We’re seeing the physicians themselves forced to demand personal development because the health care marketplace-influenced educational institutions are certainly not doing it for them. Perhaps it is not the responsibility of the medical establishment to teach self-care to physicians, but encouraging it would be a start.
With so much emphasis on turning out “lifelong learners”, medical schools produce physicians that understand the dynamic nature of medical information and the need for independent investigative knowledge of evidence-based medicine (EBM). Medical residents often don’t practice EMB research, but that is likely due to the incessant demands on them, the eustress-distress continuum’s pressure, and the distraction of survival instincts such as financial hardship and sleep deprivation.
The good news is that young physicians do ultimately gain a measure of success in becoming independent learners, the over-arching goal of higher education. This is the beginning of self-initiated professional development. Other forms of professional development derive from external pressures, which is important for motivation and long-term memory.
Once the physician-in-training navigates the formal educational system, regardless of the level of material success, the principles of lifelong learning, professionalism, and ethical soundness emerge.

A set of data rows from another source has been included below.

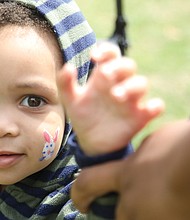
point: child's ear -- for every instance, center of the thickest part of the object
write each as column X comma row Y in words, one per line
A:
column 56, row 134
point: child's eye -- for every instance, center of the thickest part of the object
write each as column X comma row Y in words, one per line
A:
column 33, row 101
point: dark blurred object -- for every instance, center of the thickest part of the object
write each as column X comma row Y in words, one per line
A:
column 119, row 36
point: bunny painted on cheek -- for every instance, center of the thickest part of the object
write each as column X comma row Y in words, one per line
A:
column 49, row 145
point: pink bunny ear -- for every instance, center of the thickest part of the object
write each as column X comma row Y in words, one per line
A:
column 56, row 134
column 47, row 136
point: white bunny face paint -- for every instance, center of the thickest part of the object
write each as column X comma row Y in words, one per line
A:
column 49, row 145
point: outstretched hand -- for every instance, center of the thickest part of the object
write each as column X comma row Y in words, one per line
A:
column 108, row 110
column 153, row 183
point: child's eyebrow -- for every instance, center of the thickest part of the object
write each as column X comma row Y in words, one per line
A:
column 38, row 86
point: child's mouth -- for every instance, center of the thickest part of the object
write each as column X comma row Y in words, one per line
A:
column 9, row 159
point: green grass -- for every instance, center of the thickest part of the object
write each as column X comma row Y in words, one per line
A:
column 159, row 34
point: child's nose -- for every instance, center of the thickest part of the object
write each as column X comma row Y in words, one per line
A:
column 8, row 126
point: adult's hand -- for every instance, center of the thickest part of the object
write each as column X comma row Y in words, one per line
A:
column 153, row 183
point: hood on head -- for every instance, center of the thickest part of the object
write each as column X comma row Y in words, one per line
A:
column 74, row 35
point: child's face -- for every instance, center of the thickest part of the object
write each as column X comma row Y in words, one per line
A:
column 31, row 114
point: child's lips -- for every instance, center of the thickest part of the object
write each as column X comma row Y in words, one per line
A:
column 8, row 159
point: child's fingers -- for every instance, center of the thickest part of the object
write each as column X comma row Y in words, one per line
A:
column 84, row 190
column 67, row 82
column 131, row 89
column 105, row 51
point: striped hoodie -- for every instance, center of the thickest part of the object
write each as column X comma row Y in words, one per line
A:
column 45, row 195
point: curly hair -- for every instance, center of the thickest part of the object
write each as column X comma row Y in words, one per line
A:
column 14, row 13
column 17, row 14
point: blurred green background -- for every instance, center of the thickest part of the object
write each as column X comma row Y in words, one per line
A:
column 159, row 35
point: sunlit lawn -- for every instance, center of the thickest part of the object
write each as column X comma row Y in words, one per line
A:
column 159, row 34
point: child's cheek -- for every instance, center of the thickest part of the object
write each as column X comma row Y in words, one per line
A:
column 50, row 142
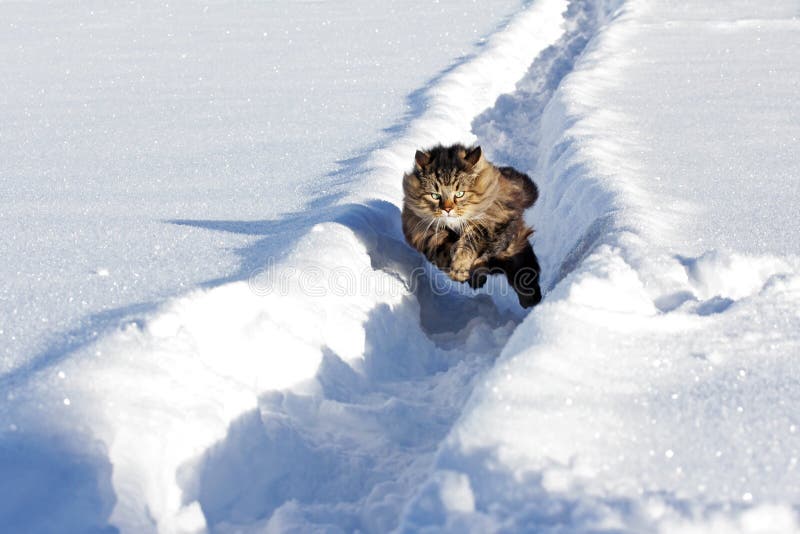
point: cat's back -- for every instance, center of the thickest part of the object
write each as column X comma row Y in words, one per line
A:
column 519, row 187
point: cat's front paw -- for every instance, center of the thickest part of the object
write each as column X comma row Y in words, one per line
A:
column 477, row 278
column 459, row 275
column 461, row 266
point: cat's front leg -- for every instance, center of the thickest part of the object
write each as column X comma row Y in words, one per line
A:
column 461, row 265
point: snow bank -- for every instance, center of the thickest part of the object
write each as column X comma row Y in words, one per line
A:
column 315, row 391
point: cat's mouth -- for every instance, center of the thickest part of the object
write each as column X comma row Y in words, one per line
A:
column 452, row 220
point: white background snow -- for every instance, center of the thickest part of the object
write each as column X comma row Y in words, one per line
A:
column 210, row 320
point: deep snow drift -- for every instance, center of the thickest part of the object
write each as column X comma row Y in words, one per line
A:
column 338, row 383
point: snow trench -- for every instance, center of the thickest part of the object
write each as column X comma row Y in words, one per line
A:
column 345, row 385
column 312, row 394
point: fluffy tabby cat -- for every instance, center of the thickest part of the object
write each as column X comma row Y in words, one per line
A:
column 465, row 215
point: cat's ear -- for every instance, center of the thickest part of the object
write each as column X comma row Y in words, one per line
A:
column 422, row 158
column 473, row 156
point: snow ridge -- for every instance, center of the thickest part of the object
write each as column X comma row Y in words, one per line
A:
column 258, row 404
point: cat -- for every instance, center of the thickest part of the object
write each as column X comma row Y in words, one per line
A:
column 465, row 215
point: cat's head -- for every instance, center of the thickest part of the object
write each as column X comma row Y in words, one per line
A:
column 453, row 184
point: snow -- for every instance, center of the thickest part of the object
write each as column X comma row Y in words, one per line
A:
column 283, row 361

Personal Development: Eustress, distress, and burnout are a continuum. During the maturation of the young physician, priorities reemerge (4.3), emotions are labeled, human suffering is intimately understood and the beginnings of professional development appear.
Professional Development (4): Though effective models of teaching and assessing professionalism exist, budding physicians often fend for themselves to navigate issues of integrity and ethical pragmatism.